While attention has focused on the IEPs, the House version of the revised law would do nothing to curb the day-to-day accounting that many teachers must perform. Addressing the IEP procedure is only part of what needs to be done, some educators say. For that reason, a number of education groups don’t believe the House bill went far enough to help reduce paperwork.

Lynda Van Kuren, a spokeswoman for the Council for Exceptional Children, an Arlington Va.-based group that represents special educators and was among the first to propose the idea of a three-year IEP, said the federal government should standardize forms for special education. That way, she said, states and local education agencies wouldn’t create their own versions, documents that vary from state to state, or even district to district, in their length and complexity.

In addition, she said, schools need improved technology, and training for teachers in the use of that technology, to help them fill out forms more efficiently.

Hours and Hours

So how much of a teacher’s time is taken up by paperwork?

Ms. Van Kuren said special education teachers spend half a day to 1½ days a week completing forms, according to her group’s most recent survey of its members.

A national study found that the average special education teacher spent about five hours a week completing forms and doing other administrative paperwork. In fact, special educators spend more time on paperwork than on grading papers, communicating with parents, sharing expertise with colleagues, supervising paraprofessionals, and attending IEP meetings combined, according to the U.S. Department of Education’s Study of Personnel Needs in Special Education in 2000.

Students suffer the consequences of extensive teacher time spent communing with paper, advocates for special educators say. For example, the paperwork burden may mean that less qualified instructors are left to work with students while teachers complete forms during part of the school day, Ms. Van Kuren said.

New special education teachers often are ill-prepared for, or are caught completely off guard by, the amount of documentation their chosen field entails. Teachers—new and experienced—can become disillusioned.

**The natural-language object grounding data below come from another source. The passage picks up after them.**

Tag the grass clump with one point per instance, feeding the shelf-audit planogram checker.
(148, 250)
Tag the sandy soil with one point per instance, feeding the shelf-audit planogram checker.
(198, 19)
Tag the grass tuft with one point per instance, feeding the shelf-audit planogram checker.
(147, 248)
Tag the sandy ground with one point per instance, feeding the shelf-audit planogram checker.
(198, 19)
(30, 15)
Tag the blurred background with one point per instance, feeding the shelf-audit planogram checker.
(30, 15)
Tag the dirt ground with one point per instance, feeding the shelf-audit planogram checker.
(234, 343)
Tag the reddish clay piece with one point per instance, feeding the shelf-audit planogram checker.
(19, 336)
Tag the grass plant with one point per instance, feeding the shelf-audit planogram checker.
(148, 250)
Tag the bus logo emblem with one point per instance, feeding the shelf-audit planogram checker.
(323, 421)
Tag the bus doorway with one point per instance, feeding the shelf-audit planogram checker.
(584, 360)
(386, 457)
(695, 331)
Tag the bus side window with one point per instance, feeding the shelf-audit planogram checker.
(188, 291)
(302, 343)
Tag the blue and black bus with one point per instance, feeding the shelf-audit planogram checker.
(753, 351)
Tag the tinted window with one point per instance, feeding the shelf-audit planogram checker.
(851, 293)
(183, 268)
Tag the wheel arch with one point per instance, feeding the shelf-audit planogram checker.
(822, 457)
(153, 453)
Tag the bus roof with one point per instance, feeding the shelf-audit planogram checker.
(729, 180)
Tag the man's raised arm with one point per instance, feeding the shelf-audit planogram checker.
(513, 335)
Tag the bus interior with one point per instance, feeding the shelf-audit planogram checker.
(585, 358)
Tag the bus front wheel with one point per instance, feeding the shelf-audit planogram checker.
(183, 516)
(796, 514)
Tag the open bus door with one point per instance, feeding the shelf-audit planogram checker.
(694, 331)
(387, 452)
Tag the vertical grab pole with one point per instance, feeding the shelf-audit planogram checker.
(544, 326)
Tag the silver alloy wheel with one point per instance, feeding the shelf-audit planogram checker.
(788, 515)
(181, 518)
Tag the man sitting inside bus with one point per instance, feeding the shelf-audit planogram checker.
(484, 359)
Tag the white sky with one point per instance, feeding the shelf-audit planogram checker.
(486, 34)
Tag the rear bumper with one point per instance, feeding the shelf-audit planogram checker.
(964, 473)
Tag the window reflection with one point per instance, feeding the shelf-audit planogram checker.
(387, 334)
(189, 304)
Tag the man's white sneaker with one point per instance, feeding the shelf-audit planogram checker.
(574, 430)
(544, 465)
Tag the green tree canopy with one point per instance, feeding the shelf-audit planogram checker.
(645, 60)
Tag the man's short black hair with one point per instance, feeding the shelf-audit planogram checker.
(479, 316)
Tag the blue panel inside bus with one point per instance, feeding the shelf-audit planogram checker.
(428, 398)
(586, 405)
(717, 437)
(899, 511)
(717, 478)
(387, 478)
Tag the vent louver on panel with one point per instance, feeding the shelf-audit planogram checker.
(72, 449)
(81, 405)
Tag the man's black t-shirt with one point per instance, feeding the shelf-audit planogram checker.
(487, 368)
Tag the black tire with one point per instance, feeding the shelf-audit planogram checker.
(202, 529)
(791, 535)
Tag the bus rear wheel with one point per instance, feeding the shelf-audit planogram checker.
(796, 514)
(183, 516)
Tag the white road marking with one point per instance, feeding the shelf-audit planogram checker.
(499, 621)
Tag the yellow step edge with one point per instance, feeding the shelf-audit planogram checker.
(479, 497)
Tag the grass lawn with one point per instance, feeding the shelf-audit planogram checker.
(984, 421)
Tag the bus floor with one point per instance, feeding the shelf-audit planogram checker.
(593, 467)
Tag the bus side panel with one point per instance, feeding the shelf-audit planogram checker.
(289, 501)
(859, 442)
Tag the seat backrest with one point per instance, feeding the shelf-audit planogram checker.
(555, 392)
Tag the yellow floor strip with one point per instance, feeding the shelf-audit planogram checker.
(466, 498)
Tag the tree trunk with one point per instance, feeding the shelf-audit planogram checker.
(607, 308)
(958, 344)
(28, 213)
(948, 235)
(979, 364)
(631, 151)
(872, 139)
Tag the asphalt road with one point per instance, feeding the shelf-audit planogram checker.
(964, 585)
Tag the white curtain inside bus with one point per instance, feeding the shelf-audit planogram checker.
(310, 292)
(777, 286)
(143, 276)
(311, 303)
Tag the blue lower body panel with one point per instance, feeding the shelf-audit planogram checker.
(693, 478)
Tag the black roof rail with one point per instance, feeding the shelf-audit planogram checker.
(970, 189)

“The paperwork goes against their idealism and what they wanted to do when they became a special education teacher,” Ms. Van Kuren said. “When they realize this, they say, ‘This is not what I want to do. This is not best meeting the needs of the students,’ or ‘what I am even being paid to do.’ ”

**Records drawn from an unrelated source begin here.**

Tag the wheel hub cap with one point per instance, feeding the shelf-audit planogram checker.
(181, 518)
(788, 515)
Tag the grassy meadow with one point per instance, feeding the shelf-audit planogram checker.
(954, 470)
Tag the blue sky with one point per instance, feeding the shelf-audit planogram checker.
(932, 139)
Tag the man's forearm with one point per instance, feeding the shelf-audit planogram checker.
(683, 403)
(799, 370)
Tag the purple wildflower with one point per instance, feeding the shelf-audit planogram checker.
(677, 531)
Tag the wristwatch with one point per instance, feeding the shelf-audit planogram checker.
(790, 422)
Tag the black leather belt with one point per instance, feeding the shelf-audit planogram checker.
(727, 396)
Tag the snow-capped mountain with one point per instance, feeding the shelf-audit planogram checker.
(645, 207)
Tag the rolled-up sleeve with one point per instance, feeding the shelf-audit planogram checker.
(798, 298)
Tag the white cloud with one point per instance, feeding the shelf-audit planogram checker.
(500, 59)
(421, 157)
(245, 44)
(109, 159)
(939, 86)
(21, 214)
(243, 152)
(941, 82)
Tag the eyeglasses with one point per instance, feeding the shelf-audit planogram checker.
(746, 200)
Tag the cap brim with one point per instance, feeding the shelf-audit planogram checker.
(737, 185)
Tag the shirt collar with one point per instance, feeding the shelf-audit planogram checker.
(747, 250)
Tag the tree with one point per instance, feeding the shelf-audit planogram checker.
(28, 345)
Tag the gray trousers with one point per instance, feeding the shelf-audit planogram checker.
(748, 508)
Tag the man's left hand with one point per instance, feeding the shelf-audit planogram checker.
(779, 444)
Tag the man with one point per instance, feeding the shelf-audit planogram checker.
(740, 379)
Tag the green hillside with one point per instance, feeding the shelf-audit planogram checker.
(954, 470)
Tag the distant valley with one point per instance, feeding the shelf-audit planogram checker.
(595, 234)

Paperwork takes a financial toll as well.

The principal of Ms. Feinberg’s Virginia school crunched the numbers to figure out the dollars that go into paperwork in his suburban district near Washington. Gregory J. Lock looked at the cost just to identify students who need special education and craft their first IEPs.

Putting just one student through that process, he said in an interview, consumes about 83½ hours, or just over two weeks. The average annual salary of educators involved in identifying a student for special education and creating their first IEPs in the 166,600-student Fairfax County school system is about $60,000, he said. Two weeks-plus at that average salary brings the per-student cost to $3,911.

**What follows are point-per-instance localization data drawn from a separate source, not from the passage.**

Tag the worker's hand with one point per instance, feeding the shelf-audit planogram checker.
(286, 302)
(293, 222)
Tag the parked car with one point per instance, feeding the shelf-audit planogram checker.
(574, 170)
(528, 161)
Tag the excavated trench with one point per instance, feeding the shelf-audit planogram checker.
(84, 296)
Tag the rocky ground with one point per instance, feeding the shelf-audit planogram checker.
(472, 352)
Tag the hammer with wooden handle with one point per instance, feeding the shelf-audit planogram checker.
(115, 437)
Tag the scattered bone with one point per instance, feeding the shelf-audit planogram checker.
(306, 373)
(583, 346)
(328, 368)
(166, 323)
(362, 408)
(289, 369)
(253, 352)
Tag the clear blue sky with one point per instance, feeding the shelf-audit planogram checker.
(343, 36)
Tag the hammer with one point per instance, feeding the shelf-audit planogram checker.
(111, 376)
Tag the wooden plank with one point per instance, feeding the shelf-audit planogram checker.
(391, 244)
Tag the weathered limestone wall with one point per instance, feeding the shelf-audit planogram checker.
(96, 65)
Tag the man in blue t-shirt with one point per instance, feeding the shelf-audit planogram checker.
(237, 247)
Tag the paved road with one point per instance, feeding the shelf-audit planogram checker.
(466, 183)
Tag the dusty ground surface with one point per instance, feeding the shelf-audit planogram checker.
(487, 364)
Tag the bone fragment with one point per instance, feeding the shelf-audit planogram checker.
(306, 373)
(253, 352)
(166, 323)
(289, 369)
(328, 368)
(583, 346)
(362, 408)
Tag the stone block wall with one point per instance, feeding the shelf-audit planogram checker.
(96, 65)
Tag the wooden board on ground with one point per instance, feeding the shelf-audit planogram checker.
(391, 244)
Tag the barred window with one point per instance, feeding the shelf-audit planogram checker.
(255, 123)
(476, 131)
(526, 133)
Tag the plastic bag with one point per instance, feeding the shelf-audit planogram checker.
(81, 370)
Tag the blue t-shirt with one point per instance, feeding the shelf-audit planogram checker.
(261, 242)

So the grand total for identifying the 22,000 students in special education in the district, he calculated, is more than $86 million.

That is the cost before educational services have even started, Mr. Lock pointed out. He said changing the IEP process from an annual to a three-year schedule would have a big impact. “It would help for teachers not to have to sit down, reviewing and rewriting unnecessarily,” he said.

“But some of the reaction has been negative,” Mr. Lock acknowledged. “Parents feel schools could not be held as accountable.”

Mr. Lock keeps a copy of all of the forms necessary for putting one student through the IEP process on his desk. The folder is three inches thick. When he went to testify on Capitol Hill last May, he took the folder along to dramatize for House lawmakers the paperwork burden.

But when he tried to have the committee clerks make a copy of the folder for each member of the panel, they refused.

Why? The principal recalled with a laugh: “They told me it was too much paper.”